Brasil ha conseguido en 2024 una reducción histórica del 16,7 % en sus emisiones brutas de gases de efecto invernadero, pasando de 2.576 millones de toneladas de CO₂ equivalente en 2023 a 2.145 millones en 2024.
Se trata del mayor descenso registrado en al menos 16 años, según datos del Observatorio del Clima, la principal red de organizaciones ambientalistas del país.
La clave: menos deforestación en la Amazonía y el Cerrado
El principal factor detrás de esta caída fue la reducción del 32,5 % en las emisiones por cambio de uso del suelo, especialmente por la disminución de la tala y quema en la Amazonía y el bioma Cerrado.
- Amazonía: reducción del 33 %.
- Cerrado: caída del 41 %.
- Pantanal: descenso récord del 66 %.
En 2024, el sector de cambio de uso del suelo pasó a representar el 42 % de las emisiones totales, frente al 52 % del año anterior.
Políticas públicas y presión internacional
El Observatorio del Clima atribuye este logro a una retomada de políticas públicas de protección forestal por parte del Gobierno.
Sin embargo, advierte que la devastación de los biomas brasileños sigue siendo el principal factor que posiciona a Brasil como el quinto mayor emisor global.

Un avance insuficiente para cumplir la meta climática
A pesar del descenso, Brasil no alcanzará su Contribución Determinada a Nivel Nacional (NDC) para 2025, que establece un límite de 1.320 millones de toneladas netas de CO₂e.
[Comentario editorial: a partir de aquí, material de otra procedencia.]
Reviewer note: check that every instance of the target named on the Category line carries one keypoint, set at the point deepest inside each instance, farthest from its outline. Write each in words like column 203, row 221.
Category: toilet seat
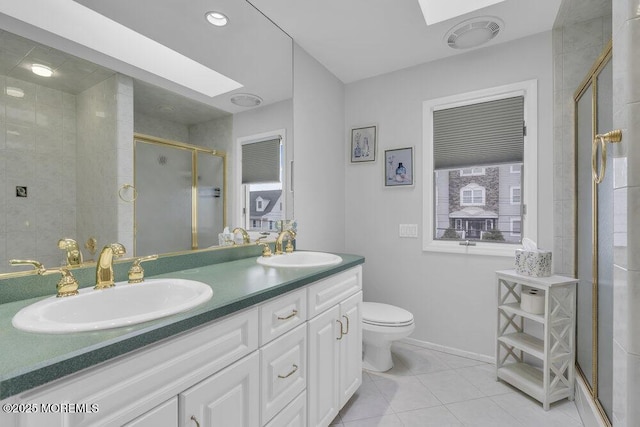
column 378, row 314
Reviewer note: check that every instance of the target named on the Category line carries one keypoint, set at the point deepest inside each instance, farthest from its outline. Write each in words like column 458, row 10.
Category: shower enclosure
column 594, row 232
column 180, row 201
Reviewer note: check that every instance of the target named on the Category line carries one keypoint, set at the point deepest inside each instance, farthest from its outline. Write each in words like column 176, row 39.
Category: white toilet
column 381, row 325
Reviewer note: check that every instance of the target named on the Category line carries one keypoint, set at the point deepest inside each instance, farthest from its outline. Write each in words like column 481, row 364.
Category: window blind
column 486, row 133
column 261, row 162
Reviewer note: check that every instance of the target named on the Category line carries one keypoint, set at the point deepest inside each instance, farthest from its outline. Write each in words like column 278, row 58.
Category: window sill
column 490, row 249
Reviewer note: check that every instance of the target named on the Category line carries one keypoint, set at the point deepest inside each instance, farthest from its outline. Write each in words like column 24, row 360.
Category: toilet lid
column 375, row 313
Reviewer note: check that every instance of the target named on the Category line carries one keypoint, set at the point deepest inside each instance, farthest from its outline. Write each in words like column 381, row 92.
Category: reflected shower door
column 210, row 199
column 604, row 254
column 163, row 210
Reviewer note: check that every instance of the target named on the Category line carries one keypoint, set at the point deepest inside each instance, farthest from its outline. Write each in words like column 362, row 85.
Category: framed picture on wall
column 398, row 167
column 363, row 144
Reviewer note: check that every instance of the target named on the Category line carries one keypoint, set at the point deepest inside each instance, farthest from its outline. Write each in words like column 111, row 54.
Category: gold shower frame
column 591, row 80
column 194, row 149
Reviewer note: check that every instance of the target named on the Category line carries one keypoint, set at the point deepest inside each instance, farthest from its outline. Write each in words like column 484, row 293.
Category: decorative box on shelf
column 551, row 377
column 533, row 263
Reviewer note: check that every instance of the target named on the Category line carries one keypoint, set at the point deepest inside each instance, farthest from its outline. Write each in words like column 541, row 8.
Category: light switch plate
column 408, row 230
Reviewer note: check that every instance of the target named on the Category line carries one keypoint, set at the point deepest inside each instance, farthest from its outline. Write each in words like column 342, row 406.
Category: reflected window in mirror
column 262, row 169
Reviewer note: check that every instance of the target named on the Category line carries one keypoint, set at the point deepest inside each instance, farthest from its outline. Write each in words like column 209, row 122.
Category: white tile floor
column 429, row 388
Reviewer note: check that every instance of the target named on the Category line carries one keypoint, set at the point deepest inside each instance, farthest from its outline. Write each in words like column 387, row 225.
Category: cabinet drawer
column 129, row 386
column 165, row 415
column 282, row 314
column 331, row 291
column 294, row 415
column 283, row 367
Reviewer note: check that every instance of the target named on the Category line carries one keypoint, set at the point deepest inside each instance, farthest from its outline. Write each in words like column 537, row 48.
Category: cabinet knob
column 347, row 321
column 293, row 313
column 341, row 327
column 295, row 368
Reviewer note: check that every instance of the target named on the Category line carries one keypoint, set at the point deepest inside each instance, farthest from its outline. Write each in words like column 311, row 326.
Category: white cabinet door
column 323, row 334
column 294, row 415
column 350, row 347
column 283, row 369
column 165, row 414
column 228, row 398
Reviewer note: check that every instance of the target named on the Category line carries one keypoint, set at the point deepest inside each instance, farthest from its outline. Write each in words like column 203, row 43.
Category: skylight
column 435, row 11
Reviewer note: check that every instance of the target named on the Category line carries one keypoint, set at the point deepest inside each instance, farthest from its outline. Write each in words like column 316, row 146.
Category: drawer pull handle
column 295, row 368
column 293, row 313
column 347, row 318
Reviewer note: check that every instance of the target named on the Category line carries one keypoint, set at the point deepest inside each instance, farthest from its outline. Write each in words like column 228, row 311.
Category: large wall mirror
column 67, row 163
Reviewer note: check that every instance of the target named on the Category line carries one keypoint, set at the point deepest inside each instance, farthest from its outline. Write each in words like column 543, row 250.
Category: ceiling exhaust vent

Las estimaciones sitúan las emisiones netas en 1.440 millones, un 9 % por encima del objetivo.
“La deforestación disminuye, pero todos los demás sectores aumentan”, advirtió David Tsai, coordinador del SEEG.
Para cumplir la NDC de 2030, será necesario que todos los sectores económicos se comprometan con la reducción de emisiones, no solo el forestal.
Incendios, sequía y emisiones invisibles
Uno de los hallazgos más relevantes del informe es el desacople entre deforestación e incendios. A pesar de la caída en la tala, Brasil registró en 2024 la mayor área quemada de su historia, debido a una sequía severa.
Las emisiones por incendios no asociados a la deforestación fueron casi equivalentes a las emisiones netas por uso de la tierra. Si se contabilizaran oficialmente, duplicarían las emisiones netas del sector.
Los científicos reclaman que las estadísticas oficiales incluyan estas emisiones, ya que actualmente se asume que los bosques se regeneran y reabsorben el carbono, lo que no siempre ocurre.
Contradicciones en la política climática
En paralelo a estos avances, el Gobierno brasileño otorgó a Petrobras una licencia ambiental para explorar petróleo cerca de la desembocadura del Amazonas, lo que generó fuertes críticas de organizaciones ambientales.
“El Gobierno da con una mano y quita con la otra”, afirmó Claudio Angelo, del Observatorio del Clima. “Protege los bosques, pero apuesta por el petróleo, lo que agrava la crisis climática”.
Rumbo a la COP30: oportunidad y desafío
El anuncio de esta reducción coincide con la preparación de Brasil para albergar la COP30 en la ciudad amazónica de Belém, lo que añade un fuerte componente simbólico.
Brasil busca posicionarse como actor clave en la acción climática global, pero para lograrlo deberá consolidar estos avances, extender la mitigación a todos los sectores y evitar retrocesos.